Infographic: What is statistical power? How to calculate sample size, effect size, and power


Reading time
7 mins
 What is statistical power? How to calculate sample size, effect size, and power

Key Takeaways

  • Sample size determination is essential planning, not an afterthought
  • Three factors drive sample size: effect size, power desired, and significance level. Optimize effect size when possible because it’s often more efficient than increasing sample size.
  • Always justify effect size assumptions using published evidence, pilot data, or expert input
  • Use prospective power analysis before data collection, never retrospectively
  • Account for realistic challenges: dropout, clustering, unequal groups
  • When standard formulas don’t apply, use simulation-based approaches
  • Document how study constraints (cost, feasibility) influenced your design choices
  • Power calculations are inherently hypothetical; they’re only as good as your effect size assumptions

Jump to Contents

 

What is Sample Size?

Sample size refers to the number of participants or observations (denoted as n) included in a study.

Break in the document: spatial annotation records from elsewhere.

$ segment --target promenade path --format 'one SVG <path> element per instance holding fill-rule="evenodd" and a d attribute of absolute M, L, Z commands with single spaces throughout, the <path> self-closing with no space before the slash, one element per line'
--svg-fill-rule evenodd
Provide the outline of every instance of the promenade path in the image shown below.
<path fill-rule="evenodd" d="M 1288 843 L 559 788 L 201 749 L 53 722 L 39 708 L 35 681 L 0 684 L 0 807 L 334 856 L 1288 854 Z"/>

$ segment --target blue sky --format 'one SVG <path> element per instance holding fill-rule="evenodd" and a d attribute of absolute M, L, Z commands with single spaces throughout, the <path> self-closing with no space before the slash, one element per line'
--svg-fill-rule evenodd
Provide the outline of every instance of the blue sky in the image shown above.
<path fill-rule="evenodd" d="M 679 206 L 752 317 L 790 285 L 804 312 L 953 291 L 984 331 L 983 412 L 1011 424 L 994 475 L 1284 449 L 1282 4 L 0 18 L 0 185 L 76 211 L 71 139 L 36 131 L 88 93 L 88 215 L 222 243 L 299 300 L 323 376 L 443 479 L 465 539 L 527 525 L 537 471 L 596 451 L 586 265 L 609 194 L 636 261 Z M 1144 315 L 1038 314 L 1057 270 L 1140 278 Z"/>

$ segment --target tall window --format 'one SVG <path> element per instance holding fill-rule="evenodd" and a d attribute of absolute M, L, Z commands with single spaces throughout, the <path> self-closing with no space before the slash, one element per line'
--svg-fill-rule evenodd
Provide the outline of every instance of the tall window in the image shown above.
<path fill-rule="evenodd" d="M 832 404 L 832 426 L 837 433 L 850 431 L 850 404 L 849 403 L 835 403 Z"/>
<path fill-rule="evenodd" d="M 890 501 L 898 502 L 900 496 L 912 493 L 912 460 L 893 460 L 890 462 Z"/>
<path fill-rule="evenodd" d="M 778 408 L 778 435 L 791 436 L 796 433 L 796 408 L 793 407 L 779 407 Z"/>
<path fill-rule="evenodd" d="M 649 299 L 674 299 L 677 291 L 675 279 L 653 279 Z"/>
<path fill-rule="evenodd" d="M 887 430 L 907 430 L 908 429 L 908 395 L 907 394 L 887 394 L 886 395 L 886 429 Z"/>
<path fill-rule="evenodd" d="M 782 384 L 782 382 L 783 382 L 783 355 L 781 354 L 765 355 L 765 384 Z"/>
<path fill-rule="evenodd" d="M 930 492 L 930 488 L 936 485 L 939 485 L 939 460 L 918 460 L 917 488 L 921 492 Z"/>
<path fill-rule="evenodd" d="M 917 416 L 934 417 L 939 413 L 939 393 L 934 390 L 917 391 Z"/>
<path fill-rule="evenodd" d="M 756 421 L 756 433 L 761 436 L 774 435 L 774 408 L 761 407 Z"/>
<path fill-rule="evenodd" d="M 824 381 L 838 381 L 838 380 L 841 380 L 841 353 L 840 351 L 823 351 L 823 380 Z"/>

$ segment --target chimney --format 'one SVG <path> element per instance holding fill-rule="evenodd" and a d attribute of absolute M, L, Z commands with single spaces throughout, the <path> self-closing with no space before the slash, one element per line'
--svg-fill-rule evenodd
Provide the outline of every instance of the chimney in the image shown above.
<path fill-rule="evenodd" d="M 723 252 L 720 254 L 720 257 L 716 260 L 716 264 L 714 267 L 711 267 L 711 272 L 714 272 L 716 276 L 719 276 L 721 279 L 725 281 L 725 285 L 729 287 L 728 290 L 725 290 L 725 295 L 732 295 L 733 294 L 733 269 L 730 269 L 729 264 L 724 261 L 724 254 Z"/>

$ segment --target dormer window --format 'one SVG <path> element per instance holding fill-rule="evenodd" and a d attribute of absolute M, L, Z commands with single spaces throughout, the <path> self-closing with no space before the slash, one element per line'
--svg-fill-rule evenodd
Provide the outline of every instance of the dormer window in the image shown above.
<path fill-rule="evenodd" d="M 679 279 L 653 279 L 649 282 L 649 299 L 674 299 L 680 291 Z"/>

This seemingly simple number plays a fundamental role in determining whether your research conclusions will be reliable. When you can’t study an entire population, you select a sample and use it to draw inferences about the larger group.

Consider a study of a new diabetes treatment. Rather than tracking every diabetic patient worldwide, researchers recruit a manageable sample of 300 patients. This number, 300, is the sample size. The key challenge is determining how many participants you actually need.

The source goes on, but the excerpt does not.